August 17, 2005 (PLANSPONSOR.com) - The California Public Employees Retirement System's (CalPERS') plan to focus its attention on "laggard" stocks is producing smaller returns for the fund than it once did.

According to the Sacramento Bee, a Wilshire Associates study found the fund’s Focus List of investments has seen a gain of only 15.3% in stock value over a five-year period which is a huge drop from its five-year gain of 54% reported in 1995.

Annually, CalPERS creates a Focus List of investments made up of stock from companies with poor earnings, sagging stock price, and weak governance practices such as excessive executive pay, the newspaper reports.   Stock prices for these companies usually increase from 1% to 40% over a number of years after being placed on the list, a result know as the CalPERS effect.

Counter Points

But some scholars disagree, saying many targeted companies would have rebounded without CalPERS’ involvement.   “The overwhelming evidence indicates … there’s no measurable positive impact from traditional shareholder activism,” said Jonathan Karpoff, a finance professor at the University of Washington who has studied the CalPERS effect, told the Sacramento Bee. “They don’t appear to have a lot of benefit.”   Karpoff said past Wilshire reports and other similar studies have had benchmarking flaws, making it difficult to compare performance of the target companies with other underperformers.

The Bee notes that the CalPERS focus list 2005 gain was skewed by large run-ups by “a very few select companies.” In fact, 61% of companies were underperforming after five years, according to the report.

Wilshire believes the CalPERS effect could be weakening because CalPERS was less aggressive with its governance campaign in the late ’90s, and the bear market drove investors to more blue chip-type stocks, the Sacramento Bee reports.   But, CalPERS trustees still support the program, believing it is an effective tool for the investment portfolio.

CalPERS Effects

CalPERS’ website notes that a Wilshire Associates study examined the performance of 113 companies targeted by CalPERS between 1987 to 2003. Results indicated that while the stock of these companies trailed the Standard & Poor’s 500 Index by 97.7% in the 5-year period before CalPERS acted, the same stocks outperformed the index by 8.1% in the following five years.

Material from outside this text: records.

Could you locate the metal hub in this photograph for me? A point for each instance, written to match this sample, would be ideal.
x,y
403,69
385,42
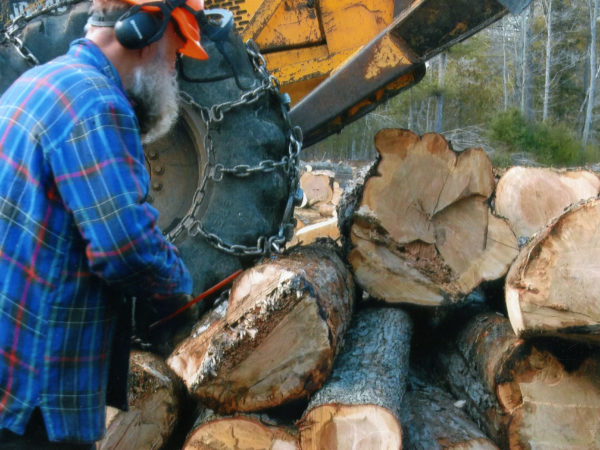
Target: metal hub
x,y
176,163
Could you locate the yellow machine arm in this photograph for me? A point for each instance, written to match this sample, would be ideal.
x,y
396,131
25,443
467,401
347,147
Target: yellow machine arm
x,y
338,59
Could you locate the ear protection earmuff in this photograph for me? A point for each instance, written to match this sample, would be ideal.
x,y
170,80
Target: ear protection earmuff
x,y
137,28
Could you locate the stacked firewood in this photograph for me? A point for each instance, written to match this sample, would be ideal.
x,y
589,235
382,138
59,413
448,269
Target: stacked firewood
x,y
458,308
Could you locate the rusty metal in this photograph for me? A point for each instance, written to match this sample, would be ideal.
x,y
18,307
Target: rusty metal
x,y
394,60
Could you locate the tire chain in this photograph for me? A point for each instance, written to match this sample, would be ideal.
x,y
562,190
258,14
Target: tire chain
x,y
210,116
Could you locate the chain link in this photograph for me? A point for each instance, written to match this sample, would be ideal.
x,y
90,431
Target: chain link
x,y
216,171
14,27
210,116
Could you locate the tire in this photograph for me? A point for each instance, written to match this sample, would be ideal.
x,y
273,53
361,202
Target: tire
x,y
239,210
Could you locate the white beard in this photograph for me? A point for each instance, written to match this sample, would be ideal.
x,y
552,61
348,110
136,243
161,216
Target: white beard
x,y
155,92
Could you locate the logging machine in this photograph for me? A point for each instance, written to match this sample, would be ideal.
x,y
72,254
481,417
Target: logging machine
x,y
310,68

Furthermore, a study performed by CalPERS CIO Mark Anson, Ted White, Portfolio Manager, and Ho Ho, Quantitative Equity Portfolio Manager found that CalPERS Focus List has added shareholder wealth to targeted corporations.   CalPERS claims that inclusion in the list is associated with an additional return to shareholders of about 12% on average over the three months after release of the List, and that the period 95-184 days after publication is associated with additional cumulative excess return of 5.37%.